I have a Aqueon 30g tall tank (24 x 12 x 24) with a Aqueon flourescent deluxe full hood. The bulb is a 18 inch 15 watt T8.

I would like to upgrade the light to medium/low light (basically I want enough light to reach the bottom so that low medium/low light plants can thrive). I don't want so much light that I have to use c02 and dose ferts all the time.

I will be replacing the full hood with a Aqueon glass top (versa-top). I would like a light that either rests on top of the glass top or that uses legs. I don't want to keep an open top for fear of fish jumping out.

What would be a good quality, fairly inexpensive lighting system that would keep the tank in the medium lighting range?

Based on the watts per gallon rule (wpg) I currently have a 15 watt t8 bulb divided by 30g tall tank = 0.50wpg. Which means a I have very low light.

<1 WPG - very low 
1 - 1.5 WPG - low to medium low 
1.5 - 2.0 WPG - medium 
2.0 - 2.5 WPG - medium high ( Co2 injection might be required ) 
2.5 - 4 WPG - High ( must have co2) 
> 4 WPG - Very High (must have co2)

Any recommendations?

I was thinking of the following strip light. 
http://www.drsfostersmith.com/produc...8&pcatid=13628

This light would give me 1.83 wpg.

I want good lighting lighting that will grow medium light loving lights, will not force me to use co2 and is not super expensive. If it looks cool that is an added bonus.

Please help.

Thanks.


----------



## SJInverts (May 26, 2009)

Would (2x65watt) be enough for a 24 inch tall tank for medium/low light plants?

http://www.bigalsonline.com/BigAlsU...teraqualightdeluxedoublelinearstrip242x65watt


----------



## SJInverts (May 26, 2009)

With (2x65watt) light fixture I would have 130 watts of total light which would be 4.33 wpg. However, with a tank that is 24 inches tall does the wpg rule apply? 
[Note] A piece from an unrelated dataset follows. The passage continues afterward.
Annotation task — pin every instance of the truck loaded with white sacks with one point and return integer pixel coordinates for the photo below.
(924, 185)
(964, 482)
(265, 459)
Would this amount of light make my aquarium a high light aquarium that requires co2?


----------



## oldpunk78 (Nov 29, 2008)

SJInverts said:


> Hi Everyone,
> 
> I have a Aqueon 30g tall tank (24 x 12 x 24) with a Aqueon flourescent deluxe full hood. The bulb is a 18 inch 15 watt T8.
> 
> ...


your best bet is probably going to be a 2x24w t5ho fixture.(wpg rule doesn't apply here)

http://www.catalinaaquarium.com/pro...=1410&osCsid=d923e5e30aa7bd2ccc556fff224f9864

or you could try something like this one. (i'd use a 55w bulb)

http://www.catalinaaquarium.com/pro...=1197&osCsid=d923e5e30aa7bd2ccc556fff224f9864

any more than light than these will probably result in needing co2.


----------